Surprisingly, equally less well-remembered are the 13 colour episodes of Andy Pandy that were first seen from Monday 5 January 1970. The “new” editions were effectively remounts of selected episodes of the original version, and fittingly Westerham Arts (now acting as a wholly independent entity, and filming the new shows in the more impressive confines of Abbey Road Studios rather than a tin shed at Lime Grove) managed to reunite most of the original team, with the exception of Gladys Whitred who had since retired. Her replacement was internationally renowned soprano Valerie Carndell, while Maria Bird’s piano accompaniments were augmented by clarinettist Thea King. Like Freddie Phillips and Vernon Elliott, King was a highly regarded classical musician, who later became the first professional woodwind player ever to be made a Dame. Meanwhile, original puppeteers Cecil and Madge Stavordale were joined by Christopher Leith, who at that point was not quite as well known in his respective field as his fellow newcomers, but has since more than made up for it with an impressive list of credits including award-winning work on feature films such as Labyrinth, Little Shop of Horrors and Who Framed Roger Rabbit?

Also making its debut was a strange post-credits sequence that Westerham Arts had recently taken to using on their shows (including Bizzy Lizzy), featuring extreme close-up footage of dandelion seeds being blown away against a clear blue sky whilst a disembodied voice intoned “one o’clock … two o’clock …” and so forth. It is not unreasonable to suggest this peculiar footage would have found a more comfortable home in an American election broadcast determined to prove Nixon’s opponents were maniacs with their fingers on the “button” than it did here, where it proved every bit as jarring and disorientating as that atonal guitar chord at the end of the Camberwick Green closing theme. Tellingly, many erstwhile viewers of Watch With Mother have troubling memories of this sequence but no idea of what programme it actually came from.

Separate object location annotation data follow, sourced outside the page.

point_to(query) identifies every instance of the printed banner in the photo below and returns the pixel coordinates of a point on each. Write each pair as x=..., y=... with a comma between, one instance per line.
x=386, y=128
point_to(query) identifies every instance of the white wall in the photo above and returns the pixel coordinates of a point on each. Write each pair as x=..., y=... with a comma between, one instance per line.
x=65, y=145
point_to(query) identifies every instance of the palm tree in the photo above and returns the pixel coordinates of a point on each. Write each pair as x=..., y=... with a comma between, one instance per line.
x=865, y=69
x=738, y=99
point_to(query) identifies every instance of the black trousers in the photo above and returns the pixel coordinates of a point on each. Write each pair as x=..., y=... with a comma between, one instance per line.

It has often been claimed these new episodes were made because the original films had become too worn out to use. This seems unlikely, though – far from being worn out, the black and white prints are in fact surprisingly crisp and clear for their vintage, whereas the colour ones are not exactly a model of Oscar-winning cinematography, suffering from ingrained scratches and inconsistent colour matching. It is far more likely the colour episodes were commissioned simply because the Children’s Department wanted to go on showing a much-loved favourite even after the move to colour broadcasting. It is not entirely clear whether Westerham Arts were asked to remake any of their other past successes in colour, but the continued presence of Flower Pot Men and The Woodentops in the schedules – not to mention the fact annuals based on both series were being published as late as 1971 – would seem to suggest the idea was at the very least given some consideration.

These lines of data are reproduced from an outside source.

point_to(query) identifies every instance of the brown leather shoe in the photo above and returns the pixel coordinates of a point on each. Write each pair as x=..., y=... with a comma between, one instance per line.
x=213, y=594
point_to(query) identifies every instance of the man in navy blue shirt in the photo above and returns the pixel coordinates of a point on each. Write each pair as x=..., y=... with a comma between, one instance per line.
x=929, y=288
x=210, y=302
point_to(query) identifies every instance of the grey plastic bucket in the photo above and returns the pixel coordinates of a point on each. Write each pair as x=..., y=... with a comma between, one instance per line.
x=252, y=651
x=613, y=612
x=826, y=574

However, there was one component of the original series that actually had become too worn out to use – Teddy. The long-serving puppet was made of less sturdy stuff than his playmates, and having not been a model of neatness to begin with, the years had taken their toll on the string-operated animal. Rather than deprive both Andy and the viewers of this much-loved character, Westerham Arts had a new Teddy made, with a smaller and neater bow tie and more comically “soppy” features. Interestingly, this made it possible for viewers who were still watching on black and white sets to be able to distinguish the new episodes from the older ones.

As the colour remake of Andy Pandy used more or less the same sets, puppets and scripts as the black and white episodes, it managed to retain the charm of the original but also ended up looking and feeling rather strange, almost like something from televisual prehistory gatecrashing the present day. The new episodes would be shown pretty much right up to the end of Watch With Mother, but they were already looking rather out of place next to the likes of The Herbs and Mary, Mungo & Midge. When a host of new programmes utilising new technology and new approaches to programming for the target audience arrived in the early 1970s, Andy Pandy would become the only remaining link to the original incarnation of Watch With Mother.